Let a thousand voices sing. The good Dr.’s points are fine for a pre-IT world – but the educated citizen can find out all they want now days via the intertubes. After awhile, those retired officers that only seem to chirp up during election cycles and then sound like a talking-point on loop lose their credibility. The marketplace of ideas can be efficient like that

The modern version of this came with retired Admiral William Crowe, who stood next to then Gov. Clinton in the middle of the the ’92 election and gave him the top cover he needed at the right point – got an appt. at the Court of St. James as a thanks and we were off to the races. Say what you want about the politics of it – and you know me and USNI, I would prefer if you didn’t – but at least ADM Crowe was a class act about it all. I don’t think you can say that about much of what we have seen this decade.

The key is for others to speak up in response as much as needed – and for other retired officers to counter the excess and call their peers to account.
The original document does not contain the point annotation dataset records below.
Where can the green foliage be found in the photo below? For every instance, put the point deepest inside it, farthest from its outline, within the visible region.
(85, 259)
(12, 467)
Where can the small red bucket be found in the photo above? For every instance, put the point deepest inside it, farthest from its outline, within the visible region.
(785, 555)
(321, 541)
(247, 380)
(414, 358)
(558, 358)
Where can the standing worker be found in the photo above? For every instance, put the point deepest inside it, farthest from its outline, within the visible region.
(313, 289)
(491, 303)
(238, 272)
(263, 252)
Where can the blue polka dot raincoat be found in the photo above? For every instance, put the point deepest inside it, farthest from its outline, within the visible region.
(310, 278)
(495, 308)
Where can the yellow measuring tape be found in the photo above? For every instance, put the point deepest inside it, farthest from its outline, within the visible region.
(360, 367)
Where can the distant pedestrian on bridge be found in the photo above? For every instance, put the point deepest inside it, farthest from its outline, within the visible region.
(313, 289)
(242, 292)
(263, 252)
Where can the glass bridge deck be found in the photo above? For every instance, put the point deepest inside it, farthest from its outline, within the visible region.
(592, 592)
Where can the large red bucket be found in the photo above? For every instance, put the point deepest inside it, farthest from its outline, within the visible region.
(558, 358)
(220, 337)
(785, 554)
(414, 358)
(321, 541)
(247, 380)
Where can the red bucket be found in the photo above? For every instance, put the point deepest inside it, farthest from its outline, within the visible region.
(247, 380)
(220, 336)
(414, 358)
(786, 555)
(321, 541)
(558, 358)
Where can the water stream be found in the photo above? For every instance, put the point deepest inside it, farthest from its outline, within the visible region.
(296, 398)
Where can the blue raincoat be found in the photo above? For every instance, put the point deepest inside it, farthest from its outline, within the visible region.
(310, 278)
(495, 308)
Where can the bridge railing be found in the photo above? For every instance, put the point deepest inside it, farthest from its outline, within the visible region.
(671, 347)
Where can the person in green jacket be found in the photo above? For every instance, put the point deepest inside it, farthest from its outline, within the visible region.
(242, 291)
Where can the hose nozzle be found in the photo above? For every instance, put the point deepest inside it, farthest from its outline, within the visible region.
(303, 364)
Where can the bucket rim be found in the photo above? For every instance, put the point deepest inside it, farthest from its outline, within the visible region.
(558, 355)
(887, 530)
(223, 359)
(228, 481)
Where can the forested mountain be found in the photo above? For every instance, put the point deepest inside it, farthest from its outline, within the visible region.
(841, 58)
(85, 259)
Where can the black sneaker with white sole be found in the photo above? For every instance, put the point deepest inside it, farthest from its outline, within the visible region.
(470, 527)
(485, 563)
There was a lot of credibility lost in the last election – I think the excess will take care of itself as we go forward. The best antidote for speech you think is wrong is more speech; just be an adult about it.

There is also a line of thought that not all opinion is political – though it may go against a politician’s opinion.

To wander into my point – I will, ahem, form up with FOD on this one subject as I read Dr. Snider’s ‘lil paper as a discussion of a “Food Trough” problem; but I don’t think some pre-fall of the Berlin Wall central registry idea is the solution. Don’t make people qualify to keep their 1st Amendment rights; they earned it.

Now, a cooling off period of say 5 years after retirement for all GOFO or SES from working for any privately or publicly held company or subsidiary that conducts more than $500 million annually, adjusted yearly for inflation, with the DoD …. now were talking about sump’n!




Posted by CDRSalamander in Uncategorized


You can leave a response, or trackback from your own site.

  • UltimaRatioReg

    “Now, a cooling off period of say 5 years after retirement for all GOFO or SES from working for any privately or publicly held company or subsidiary that conducts more than $500 million annually, adjusted yearly for inflation, with the DoD …. now were talking about sump’n!”

    So, the Government will, without cause or due process, deprive a GOFO/SES of a lucrative livelihood for 60 months, until he is far less valuable (and his salary commensurately lower) because his knowledge is no longer current? And that is not somehow violating his rights? And, was this a condition of his commission thirty-some years ago, or are you springing this restriction on him ex post facto?

  • Eagle1

    Reasonable limits imposed by contract on certain types of future employment have long been upheld by courts. The key would be to make sure the flags and SESs acknowledge such a limitation as a prerequisite when accepting their new ranks.

    Now, what do you suggest doing about the former Congress people who get involved in lobbying their former “co-peoples’ servants?” Same rules?

    Or what about former flags who become Congress persons and may end up receiving campaign funds to push an agenda beneficial to one of their constituents defense-related employers?

  • UltimaRatioReg

    “Reasonable limits imposed by contract on certain types of future employment have long been upheld by courts.”

    The term “reasonable limits” is the sticking point. It would take a pretty thick rug to consider a blanket prohibition against such employment to be “reasonable” when laws already exist to restrict conflict of interest inside and out of the armed forces. And for good reason.

  • Byron

    URR: Shipbuilding mess. Aquisition mess. Point made. I agree with ‘Mander…he’s a fairly smart amphibian ;)

  • http://cdrsalamander.blogspot.com CDRSalamander

    URR – which Constitution are you reading? Right?

  • UltimaRatioReg

    Well, gents, employment restrictions on Government contracts must be justified (sometimes to a painful degree) in order to get them through Federal anti-discrimination rules. Title 41 specifies restrictions on moving from a government position where one has had influence over decisions, rulings, contract negotiations, etc., to a position where one can profit by the results of those decisions. This has been applied to Title 10 personnel and has been upheld as being lawful. However, those rules are reviewed (theoretically)with each and every contract, as are the potential conflict cases.

    Ergo, the burden of proving that restricting employment represents a “reasonable limit” due to conflict of interest falls on the Government, not on the employee. Preemptive restrictions against potential conflicts, above and beyond existing laws involved in such a blanket prohibition would likely not pass legal muster, nor should it.

  • UltimaRatioReg

    *Burma Shave*

    Last line should read: “nor should THEY.” Shame on me, matching plural to singular. Mom, rest her soul, would NOT be happy.

  • http://www.horizondrugs.com/ Glenn

    Same rules for the former Congress people who get involved in lobbying their former co-peoples servants?